Really trying to stop this happening to me again. I lost a parent in my mid twenties and honestly my life was really messy and chaotic for about 4 years. I was still at uni when it happened as due to my own difficult and overwhelming health issues, I was very part time. The bereavement set me back more, my shaky mental health really tanked on top of physical serious issues.
I keep looking back with a degree of shame but at the same time I'm not very clear how I could have been more successful and productive during those following years.
It seems like mostly, deeply bereaved people I read about get their shit together after a month or so being signed off, and are able to concentrate on their career (for example) and it spurs them on to excel. Like the polar opposite of me.
I honestly feel my grief derailed me massively.
My second parent has now died and it is like walking in treacle.
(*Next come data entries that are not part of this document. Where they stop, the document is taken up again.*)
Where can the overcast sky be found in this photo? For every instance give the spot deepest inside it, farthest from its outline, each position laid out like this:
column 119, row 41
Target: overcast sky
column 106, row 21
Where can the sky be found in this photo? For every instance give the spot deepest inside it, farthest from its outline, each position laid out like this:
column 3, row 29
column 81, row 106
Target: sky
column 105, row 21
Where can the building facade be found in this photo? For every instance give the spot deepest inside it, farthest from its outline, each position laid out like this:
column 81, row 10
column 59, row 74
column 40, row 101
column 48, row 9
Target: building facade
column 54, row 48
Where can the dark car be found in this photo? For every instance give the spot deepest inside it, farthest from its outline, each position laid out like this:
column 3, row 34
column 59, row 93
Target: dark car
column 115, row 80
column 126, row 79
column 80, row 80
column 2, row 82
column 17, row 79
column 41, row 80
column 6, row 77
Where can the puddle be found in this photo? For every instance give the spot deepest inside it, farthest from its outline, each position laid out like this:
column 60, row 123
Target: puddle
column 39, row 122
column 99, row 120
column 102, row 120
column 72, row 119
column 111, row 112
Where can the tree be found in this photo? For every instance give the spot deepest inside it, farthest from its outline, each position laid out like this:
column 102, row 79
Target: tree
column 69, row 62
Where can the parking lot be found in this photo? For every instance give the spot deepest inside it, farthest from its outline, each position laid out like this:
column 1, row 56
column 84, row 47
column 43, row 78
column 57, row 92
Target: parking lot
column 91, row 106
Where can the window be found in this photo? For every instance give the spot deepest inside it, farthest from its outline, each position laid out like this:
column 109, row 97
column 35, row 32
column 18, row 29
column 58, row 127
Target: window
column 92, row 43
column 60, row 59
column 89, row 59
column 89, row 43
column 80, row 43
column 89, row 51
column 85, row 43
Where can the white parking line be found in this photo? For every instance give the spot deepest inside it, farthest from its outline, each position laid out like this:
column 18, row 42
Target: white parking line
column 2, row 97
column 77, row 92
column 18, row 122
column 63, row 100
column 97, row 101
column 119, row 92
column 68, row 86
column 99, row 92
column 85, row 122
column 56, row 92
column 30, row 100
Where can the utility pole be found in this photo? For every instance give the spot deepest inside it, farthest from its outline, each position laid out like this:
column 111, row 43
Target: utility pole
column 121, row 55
I have no energy and am having panic attacks over the silliest of things - for example, I seem to get overwhelmed by having to think of multiple things at once, and feel panicky in the car (as a passenger!) even though I have zero fear of cars
and just want to stay curled up on my sofa.
However I really cannot afford to let my life be derailed for years this time in my 30s or I will never make anything of my career?
I'm trying to focus on all the major advantages I have this time around - a much more stable life with a great partner, much more stable health even though it is still challenging, a decade of life experience and the maturity that comes with that.
Am I particularly pathetic to have been so thrown or is this part of the 'normal' spectrum of bereavement, whatever normal is?